We had a case come up in HolacracyOne where two partners had different interpretations of a Working Agreement, and one wanted an official authoritative interpretation that would bind the parties until the agreement was changed. The constitutional clause empowering Secretary interpretations currently only applies to the Constitution itself and all Governance created thereunder, but makes no mention of Working Agreements. Without that explicit mention, it's easy to interpret Working Agreements as outside the bounds of Secretary interpretation.
And that begs the question: should the constitution allow the Secretary to authoritatively interpret Working Agreements? Not allowing them to leaves no single authority capable of reaching a binding decision, which is all sorts of problematic I think. But allowing them to means an organization role can interpret a personal agreement. My current thinking is the latter is better; there’s nothing inherently wrong with placing that authority on an organizational role if the partner knows it going in (and can always end the agreement, which they usually can unless they’ve agreed otherwise), and the Secretary is not a typical organizational role - it’s not at all charged with getting work of the organization done, but just with holding due process, and it’s an elected role, both of which mitigate the potential issues in that.
Thoughts/reactions?
@brianjrobertson Given the ambiguity of language by nature and the flexibility inherently built into both working agreements and governance by the constitution, it makes sense to me the Secretary would have the authority to interpret meaning on both.

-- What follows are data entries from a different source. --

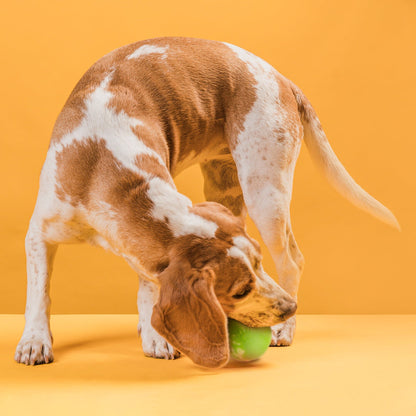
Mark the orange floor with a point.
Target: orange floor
(338, 365)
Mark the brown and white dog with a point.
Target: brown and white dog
(137, 118)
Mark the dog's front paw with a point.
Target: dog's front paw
(282, 334)
(34, 348)
(154, 345)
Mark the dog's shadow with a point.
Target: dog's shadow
(119, 357)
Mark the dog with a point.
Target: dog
(138, 117)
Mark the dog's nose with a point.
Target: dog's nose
(289, 310)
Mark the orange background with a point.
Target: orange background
(355, 60)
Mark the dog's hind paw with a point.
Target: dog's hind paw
(282, 334)
(154, 345)
(34, 350)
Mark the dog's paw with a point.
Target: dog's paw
(34, 349)
(154, 345)
(282, 334)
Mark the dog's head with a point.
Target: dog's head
(209, 279)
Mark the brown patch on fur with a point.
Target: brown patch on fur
(152, 166)
(220, 177)
(88, 173)
(183, 98)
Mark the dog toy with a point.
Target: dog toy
(246, 343)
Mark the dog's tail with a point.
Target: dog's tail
(323, 155)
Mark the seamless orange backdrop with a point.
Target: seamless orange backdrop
(355, 60)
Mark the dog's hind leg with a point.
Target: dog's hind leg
(153, 344)
(35, 346)
(265, 152)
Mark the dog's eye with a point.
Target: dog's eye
(242, 292)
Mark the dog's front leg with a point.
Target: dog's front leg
(35, 346)
(154, 345)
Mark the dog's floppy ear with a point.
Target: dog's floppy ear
(189, 316)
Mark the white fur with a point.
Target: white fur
(153, 344)
(148, 49)
(173, 206)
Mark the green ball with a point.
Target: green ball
(247, 344)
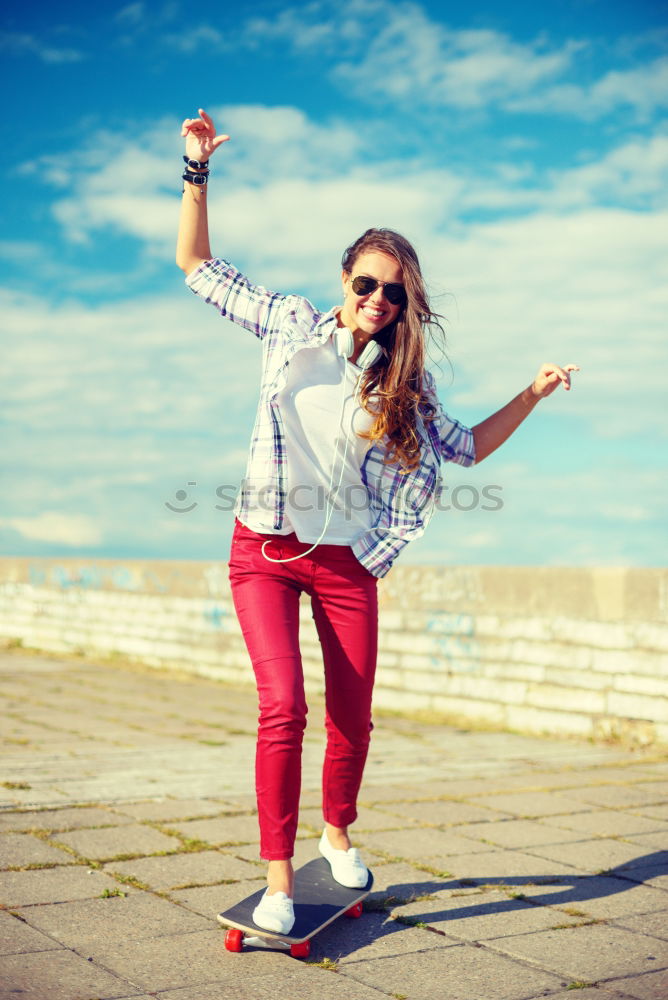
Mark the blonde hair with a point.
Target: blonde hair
(396, 381)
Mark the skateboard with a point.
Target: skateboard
(319, 900)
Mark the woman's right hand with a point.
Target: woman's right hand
(200, 136)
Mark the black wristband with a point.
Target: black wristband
(195, 164)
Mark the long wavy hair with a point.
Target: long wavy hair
(393, 389)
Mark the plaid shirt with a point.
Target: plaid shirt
(401, 503)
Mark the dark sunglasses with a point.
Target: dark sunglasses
(394, 293)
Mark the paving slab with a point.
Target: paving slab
(600, 855)
(22, 849)
(58, 975)
(60, 819)
(461, 972)
(143, 770)
(213, 899)
(88, 924)
(164, 810)
(17, 937)
(306, 982)
(652, 842)
(53, 885)
(608, 823)
(477, 918)
(177, 870)
(637, 796)
(532, 805)
(494, 866)
(590, 953)
(517, 833)
(654, 924)
(221, 831)
(429, 847)
(112, 842)
(651, 986)
(374, 936)
(599, 896)
(449, 812)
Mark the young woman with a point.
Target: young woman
(342, 474)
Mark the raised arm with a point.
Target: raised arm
(493, 431)
(192, 245)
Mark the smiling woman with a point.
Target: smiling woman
(347, 408)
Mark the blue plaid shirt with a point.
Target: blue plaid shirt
(401, 502)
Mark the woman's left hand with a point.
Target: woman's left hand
(549, 377)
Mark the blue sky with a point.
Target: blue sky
(524, 150)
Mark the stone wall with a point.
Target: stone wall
(562, 651)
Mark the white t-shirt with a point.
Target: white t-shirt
(315, 436)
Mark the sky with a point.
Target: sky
(523, 149)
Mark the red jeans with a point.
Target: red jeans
(345, 610)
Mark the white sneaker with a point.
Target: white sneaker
(347, 866)
(275, 913)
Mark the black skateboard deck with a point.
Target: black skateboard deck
(319, 900)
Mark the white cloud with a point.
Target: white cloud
(56, 527)
(398, 52)
(20, 43)
(644, 89)
(413, 58)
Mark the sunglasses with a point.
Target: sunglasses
(394, 293)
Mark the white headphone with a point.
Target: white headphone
(344, 345)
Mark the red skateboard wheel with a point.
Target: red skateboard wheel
(234, 939)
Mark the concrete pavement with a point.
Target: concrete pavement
(507, 867)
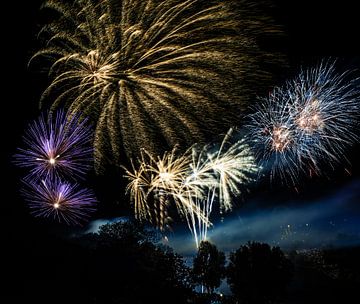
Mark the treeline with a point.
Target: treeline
(125, 263)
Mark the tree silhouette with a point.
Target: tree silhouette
(209, 266)
(258, 273)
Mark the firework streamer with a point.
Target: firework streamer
(153, 73)
(193, 181)
(308, 122)
(62, 201)
(218, 173)
(56, 146)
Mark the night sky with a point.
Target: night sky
(321, 211)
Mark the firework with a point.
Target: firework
(56, 146)
(219, 173)
(153, 73)
(192, 181)
(59, 200)
(309, 121)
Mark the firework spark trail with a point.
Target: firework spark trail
(146, 70)
(192, 181)
(309, 121)
(56, 146)
(219, 174)
(59, 200)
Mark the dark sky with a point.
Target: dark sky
(314, 29)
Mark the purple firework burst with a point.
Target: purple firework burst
(56, 146)
(59, 200)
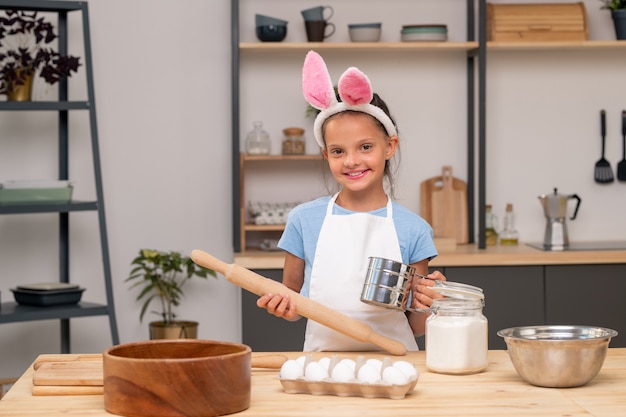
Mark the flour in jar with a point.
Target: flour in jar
(456, 337)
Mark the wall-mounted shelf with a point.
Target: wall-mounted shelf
(569, 45)
(246, 228)
(376, 46)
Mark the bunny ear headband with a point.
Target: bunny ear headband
(354, 89)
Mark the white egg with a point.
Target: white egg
(368, 374)
(291, 369)
(315, 372)
(301, 360)
(342, 373)
(325, 362)
(407, 368)
(349, 363)
(394, 376)
(376, 363)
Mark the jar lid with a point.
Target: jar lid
(459, 290)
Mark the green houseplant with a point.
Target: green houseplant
(25, 50)
(618, 14)
(161, 276)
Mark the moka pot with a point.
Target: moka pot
(555, 209)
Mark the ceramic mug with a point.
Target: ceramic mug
(316, 30)
(317, 13)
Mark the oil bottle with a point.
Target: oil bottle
(509, 235)
(491, 227)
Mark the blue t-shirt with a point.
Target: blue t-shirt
(305, 222)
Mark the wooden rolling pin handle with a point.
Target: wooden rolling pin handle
(306, 307)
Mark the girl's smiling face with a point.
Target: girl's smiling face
(357, 150)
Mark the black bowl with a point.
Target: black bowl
(271, 33)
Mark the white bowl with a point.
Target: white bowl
(364, 32)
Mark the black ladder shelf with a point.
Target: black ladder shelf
(10, 311)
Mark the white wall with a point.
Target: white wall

It does seem possible for the constitution to stay mute on the subject of interpretation of working agreements and let each organization decide how they want to manage that via governance; however that seems like it would cause more confusion for newly practicing orgs (and those newly practicing v5) than giving the authority to the Secretary by default (as the adjudicator in other instances of differing interpretations) for a sense of consistency and ease in adoption and letting advanced organizations make the change to another mechanism if it matters that much.
Random thought...This authority highlights the value of a good Secretary in a very tangible way and I could see that being of use when trying to coach organizations through the power-shift and re-adoption of the word Secretary from assistant to archivist and steward.
@brianjrobertson I'm going to start typing and hopefully, I'll stumble upon some coherent thoughts. I think the issue is actually pretty complex, but I'm going to set aside issues of context (org. vs. partner vs. person, etc.) and just say...it makes a lot of sense to me to leave it out of the official role definition, which would also allow someone to propose an authority for it (maybe even adding it to a relevant Secretary role).
I hesitate to add that authority to the Secretary role. It crosses a significant threshold that seems important to maintain, IMO. It could also get very personal if an org role is interpreting a personal agreement, and could easily get messy and lead to someone calling for an election if they disagreed with the interpretation. Forward looking? Yes. Safe enough to try? I don't think so in this case. As soon as there's a situation where this is needed, it's already likely a contentious topic and asking a circle Secretary to step into that position at that time seems inappropriate. Seems like it lands in the Org space/People space that's more important to let each org decide how they want to handle it (eg creating a role for it) rather than baking it into the constitution, which forces (to some degree) that situation on organizations.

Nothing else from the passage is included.